Le vrai pouvoir est celui qui est invisible. Et il existe en effet une Église profonde qui fonctionne comme un État profond, composé de prélats ayant une influence spécifique dans les affaires du monde. Paolo Gabriele ne faisait partie de rien. C’était juste un homme qui aimait Benoît XVI, convaincu que faire ce qu’il faisait aiderait le pontificat. Tous ceux qui connaissent les choses du monde savent que cela peut arriver. Et savent aussi qu’après tout, selon lui, Paolo Gabriele l’a fait pour l’Église. Il est difficile de voir dans tous les consultants passés (et grassement payés) au Vatican ces dernières années la même conception de la poursuite du bien de l’Église.

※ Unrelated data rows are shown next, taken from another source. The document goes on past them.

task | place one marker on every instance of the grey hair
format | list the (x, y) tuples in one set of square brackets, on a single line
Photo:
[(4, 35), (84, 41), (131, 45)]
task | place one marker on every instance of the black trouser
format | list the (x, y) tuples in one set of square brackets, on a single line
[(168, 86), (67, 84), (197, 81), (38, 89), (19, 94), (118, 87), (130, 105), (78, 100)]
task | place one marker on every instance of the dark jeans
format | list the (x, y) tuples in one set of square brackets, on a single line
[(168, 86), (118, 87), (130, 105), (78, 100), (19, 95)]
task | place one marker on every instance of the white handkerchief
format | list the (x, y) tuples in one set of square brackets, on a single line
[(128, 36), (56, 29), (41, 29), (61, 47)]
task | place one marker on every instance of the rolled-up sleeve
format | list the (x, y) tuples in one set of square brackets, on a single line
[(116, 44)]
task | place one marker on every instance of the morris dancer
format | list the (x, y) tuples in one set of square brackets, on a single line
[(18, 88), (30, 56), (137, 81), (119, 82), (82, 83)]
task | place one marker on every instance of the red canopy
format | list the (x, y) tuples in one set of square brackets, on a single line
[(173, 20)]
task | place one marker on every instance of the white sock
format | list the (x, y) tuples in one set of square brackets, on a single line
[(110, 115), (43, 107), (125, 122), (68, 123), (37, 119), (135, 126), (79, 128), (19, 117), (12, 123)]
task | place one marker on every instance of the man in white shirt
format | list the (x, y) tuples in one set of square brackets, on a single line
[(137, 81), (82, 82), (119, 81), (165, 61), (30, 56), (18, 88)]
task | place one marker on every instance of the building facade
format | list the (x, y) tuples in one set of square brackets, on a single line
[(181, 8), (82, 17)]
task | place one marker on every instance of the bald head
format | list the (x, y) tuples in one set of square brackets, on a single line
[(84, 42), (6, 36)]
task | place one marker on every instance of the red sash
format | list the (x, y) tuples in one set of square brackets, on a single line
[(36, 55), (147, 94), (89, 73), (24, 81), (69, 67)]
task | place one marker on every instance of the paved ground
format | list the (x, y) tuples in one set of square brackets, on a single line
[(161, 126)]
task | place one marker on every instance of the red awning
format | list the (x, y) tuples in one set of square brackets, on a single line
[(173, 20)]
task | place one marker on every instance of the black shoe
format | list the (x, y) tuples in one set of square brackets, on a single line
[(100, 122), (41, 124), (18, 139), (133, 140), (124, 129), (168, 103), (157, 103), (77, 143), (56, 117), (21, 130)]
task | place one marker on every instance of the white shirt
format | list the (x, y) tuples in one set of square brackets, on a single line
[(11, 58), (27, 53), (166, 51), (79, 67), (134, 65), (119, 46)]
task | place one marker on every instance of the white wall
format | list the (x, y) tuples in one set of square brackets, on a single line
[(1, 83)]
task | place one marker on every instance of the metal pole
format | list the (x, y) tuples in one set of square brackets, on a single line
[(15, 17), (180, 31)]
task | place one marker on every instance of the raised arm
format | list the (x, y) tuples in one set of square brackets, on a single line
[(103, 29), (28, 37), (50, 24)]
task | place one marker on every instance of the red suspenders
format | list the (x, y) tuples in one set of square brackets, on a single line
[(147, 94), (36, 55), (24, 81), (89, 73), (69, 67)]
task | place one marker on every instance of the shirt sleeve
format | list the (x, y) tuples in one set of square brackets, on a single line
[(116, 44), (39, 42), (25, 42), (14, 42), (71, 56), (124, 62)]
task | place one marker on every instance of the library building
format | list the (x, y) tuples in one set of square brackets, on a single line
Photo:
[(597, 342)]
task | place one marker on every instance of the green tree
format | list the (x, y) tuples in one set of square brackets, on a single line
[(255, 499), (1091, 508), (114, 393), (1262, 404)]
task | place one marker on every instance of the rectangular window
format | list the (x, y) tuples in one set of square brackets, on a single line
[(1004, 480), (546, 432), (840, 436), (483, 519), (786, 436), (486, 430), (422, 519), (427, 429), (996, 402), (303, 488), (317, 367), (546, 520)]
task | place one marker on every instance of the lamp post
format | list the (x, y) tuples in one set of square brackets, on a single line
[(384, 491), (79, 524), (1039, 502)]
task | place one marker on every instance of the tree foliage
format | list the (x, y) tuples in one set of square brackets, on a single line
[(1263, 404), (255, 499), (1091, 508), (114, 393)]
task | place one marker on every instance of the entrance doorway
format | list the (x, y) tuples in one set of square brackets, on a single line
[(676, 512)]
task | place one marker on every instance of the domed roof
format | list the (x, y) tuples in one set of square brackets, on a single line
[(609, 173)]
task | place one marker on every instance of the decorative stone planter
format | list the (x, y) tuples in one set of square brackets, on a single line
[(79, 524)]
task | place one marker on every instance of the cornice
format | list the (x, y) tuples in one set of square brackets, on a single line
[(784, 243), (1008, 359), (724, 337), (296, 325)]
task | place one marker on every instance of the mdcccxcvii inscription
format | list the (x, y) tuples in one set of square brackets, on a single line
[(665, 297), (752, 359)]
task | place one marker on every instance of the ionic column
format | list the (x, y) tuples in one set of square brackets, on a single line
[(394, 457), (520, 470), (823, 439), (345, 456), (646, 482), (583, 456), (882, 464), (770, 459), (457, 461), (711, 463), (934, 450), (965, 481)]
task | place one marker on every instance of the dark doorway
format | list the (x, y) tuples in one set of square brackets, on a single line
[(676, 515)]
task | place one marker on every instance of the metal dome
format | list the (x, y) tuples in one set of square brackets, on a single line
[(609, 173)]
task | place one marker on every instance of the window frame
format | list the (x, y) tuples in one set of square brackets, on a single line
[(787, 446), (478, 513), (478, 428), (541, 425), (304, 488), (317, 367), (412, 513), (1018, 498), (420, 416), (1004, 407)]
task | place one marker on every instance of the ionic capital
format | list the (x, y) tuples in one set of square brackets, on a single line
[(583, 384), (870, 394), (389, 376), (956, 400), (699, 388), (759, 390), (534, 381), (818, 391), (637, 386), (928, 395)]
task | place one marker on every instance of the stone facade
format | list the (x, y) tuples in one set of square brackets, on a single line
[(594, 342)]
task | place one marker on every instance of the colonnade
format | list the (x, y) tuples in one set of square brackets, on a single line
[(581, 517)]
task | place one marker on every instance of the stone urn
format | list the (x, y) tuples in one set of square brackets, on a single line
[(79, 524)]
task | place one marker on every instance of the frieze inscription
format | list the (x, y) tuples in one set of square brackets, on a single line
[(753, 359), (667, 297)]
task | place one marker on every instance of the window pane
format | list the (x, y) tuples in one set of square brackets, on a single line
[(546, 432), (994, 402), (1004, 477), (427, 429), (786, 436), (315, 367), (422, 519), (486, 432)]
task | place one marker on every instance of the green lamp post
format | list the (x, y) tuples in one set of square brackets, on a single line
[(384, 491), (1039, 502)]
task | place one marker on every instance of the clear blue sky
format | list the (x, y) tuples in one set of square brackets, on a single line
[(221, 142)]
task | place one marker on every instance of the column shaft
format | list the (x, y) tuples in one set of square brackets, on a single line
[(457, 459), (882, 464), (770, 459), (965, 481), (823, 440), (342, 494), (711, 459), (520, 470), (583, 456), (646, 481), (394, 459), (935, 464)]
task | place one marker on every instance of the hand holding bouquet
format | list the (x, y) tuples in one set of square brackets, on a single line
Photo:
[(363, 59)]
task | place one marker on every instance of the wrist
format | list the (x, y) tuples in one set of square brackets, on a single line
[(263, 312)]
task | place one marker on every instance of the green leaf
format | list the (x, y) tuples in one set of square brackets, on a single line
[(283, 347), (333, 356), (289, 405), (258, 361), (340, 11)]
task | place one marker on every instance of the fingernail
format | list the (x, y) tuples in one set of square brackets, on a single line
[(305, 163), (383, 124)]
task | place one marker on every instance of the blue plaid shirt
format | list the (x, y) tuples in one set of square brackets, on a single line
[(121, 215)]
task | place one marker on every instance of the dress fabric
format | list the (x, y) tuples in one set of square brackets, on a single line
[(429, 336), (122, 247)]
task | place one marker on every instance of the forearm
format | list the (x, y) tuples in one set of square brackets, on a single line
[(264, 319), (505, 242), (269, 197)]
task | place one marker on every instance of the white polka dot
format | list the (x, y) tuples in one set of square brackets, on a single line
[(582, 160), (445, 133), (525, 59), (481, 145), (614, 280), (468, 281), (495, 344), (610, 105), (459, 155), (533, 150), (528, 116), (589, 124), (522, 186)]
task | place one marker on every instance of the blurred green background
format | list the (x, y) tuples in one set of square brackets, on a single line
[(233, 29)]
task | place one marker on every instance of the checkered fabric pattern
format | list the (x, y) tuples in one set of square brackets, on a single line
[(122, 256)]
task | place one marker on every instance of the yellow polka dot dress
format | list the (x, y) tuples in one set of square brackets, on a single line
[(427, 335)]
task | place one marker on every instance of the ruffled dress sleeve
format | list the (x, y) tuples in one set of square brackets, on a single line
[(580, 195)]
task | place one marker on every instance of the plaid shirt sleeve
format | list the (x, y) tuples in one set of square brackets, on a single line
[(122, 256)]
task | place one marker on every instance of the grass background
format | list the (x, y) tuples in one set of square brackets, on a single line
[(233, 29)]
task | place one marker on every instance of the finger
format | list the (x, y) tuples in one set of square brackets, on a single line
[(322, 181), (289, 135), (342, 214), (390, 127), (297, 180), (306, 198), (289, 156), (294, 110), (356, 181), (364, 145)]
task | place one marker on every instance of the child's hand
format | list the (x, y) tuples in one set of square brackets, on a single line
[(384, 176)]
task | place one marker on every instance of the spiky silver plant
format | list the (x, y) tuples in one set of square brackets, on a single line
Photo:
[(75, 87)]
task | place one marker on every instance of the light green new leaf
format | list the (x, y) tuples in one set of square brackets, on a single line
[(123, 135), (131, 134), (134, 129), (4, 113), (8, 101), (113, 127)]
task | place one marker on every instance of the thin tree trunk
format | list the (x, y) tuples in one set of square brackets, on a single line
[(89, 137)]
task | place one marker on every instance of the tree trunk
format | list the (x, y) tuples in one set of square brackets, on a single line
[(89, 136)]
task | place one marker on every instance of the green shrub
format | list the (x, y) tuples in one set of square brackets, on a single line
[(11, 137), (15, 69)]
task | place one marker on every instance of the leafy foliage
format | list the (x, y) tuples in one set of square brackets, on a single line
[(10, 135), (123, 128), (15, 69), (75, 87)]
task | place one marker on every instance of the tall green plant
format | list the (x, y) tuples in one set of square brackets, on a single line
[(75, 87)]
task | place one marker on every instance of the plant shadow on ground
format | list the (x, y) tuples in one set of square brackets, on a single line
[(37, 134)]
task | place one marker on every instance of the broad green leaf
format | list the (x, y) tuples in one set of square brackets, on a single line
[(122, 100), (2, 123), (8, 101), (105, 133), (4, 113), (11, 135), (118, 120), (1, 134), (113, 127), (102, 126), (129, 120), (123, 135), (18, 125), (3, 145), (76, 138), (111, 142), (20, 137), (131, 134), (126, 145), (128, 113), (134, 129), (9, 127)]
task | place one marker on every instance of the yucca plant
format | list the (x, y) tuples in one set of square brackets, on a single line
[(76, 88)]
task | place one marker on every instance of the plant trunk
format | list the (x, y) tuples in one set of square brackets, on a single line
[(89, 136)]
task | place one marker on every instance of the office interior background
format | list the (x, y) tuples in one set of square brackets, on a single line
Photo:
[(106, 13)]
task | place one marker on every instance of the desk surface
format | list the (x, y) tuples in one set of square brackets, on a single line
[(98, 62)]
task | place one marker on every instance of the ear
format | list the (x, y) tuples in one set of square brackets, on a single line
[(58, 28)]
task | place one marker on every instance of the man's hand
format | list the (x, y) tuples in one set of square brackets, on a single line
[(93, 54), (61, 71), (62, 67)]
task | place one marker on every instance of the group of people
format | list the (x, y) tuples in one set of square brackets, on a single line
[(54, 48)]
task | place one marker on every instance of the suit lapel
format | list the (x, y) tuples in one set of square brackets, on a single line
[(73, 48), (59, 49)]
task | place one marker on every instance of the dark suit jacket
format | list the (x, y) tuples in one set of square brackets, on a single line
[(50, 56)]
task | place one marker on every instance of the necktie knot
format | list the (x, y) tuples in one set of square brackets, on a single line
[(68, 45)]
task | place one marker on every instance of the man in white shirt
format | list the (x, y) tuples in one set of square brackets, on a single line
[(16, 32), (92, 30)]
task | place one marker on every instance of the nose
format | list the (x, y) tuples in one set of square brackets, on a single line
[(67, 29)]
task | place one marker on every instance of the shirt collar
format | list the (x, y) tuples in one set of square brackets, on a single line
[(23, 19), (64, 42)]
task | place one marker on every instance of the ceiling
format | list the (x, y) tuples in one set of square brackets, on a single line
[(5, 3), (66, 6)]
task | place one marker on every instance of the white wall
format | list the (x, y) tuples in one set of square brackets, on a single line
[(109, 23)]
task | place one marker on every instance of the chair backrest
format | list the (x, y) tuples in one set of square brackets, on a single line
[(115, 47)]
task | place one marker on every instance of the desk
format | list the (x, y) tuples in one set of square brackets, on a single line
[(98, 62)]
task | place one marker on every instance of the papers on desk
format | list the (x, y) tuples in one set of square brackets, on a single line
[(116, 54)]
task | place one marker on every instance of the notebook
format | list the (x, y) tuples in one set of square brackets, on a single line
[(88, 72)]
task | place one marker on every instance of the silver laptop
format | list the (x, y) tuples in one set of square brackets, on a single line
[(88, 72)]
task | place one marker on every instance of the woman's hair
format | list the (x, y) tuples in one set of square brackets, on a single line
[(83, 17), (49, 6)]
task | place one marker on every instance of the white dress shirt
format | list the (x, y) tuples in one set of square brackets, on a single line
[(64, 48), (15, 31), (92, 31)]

S’il y a une chose que la mort de Paolo Gabriele clôt, c’est bien l’ère des personnes fidèles à l’Église au point de sacrifier quelque chose d’elles-mêmes pour l’aider, même en se trompant. Aujourd’hui, ceux qui se disent proches de l’Église le font avant tout pour en tirer des avantages. C’est la corruption la plus difficile à éradiquer. Il y a beaucoup de travail à faire.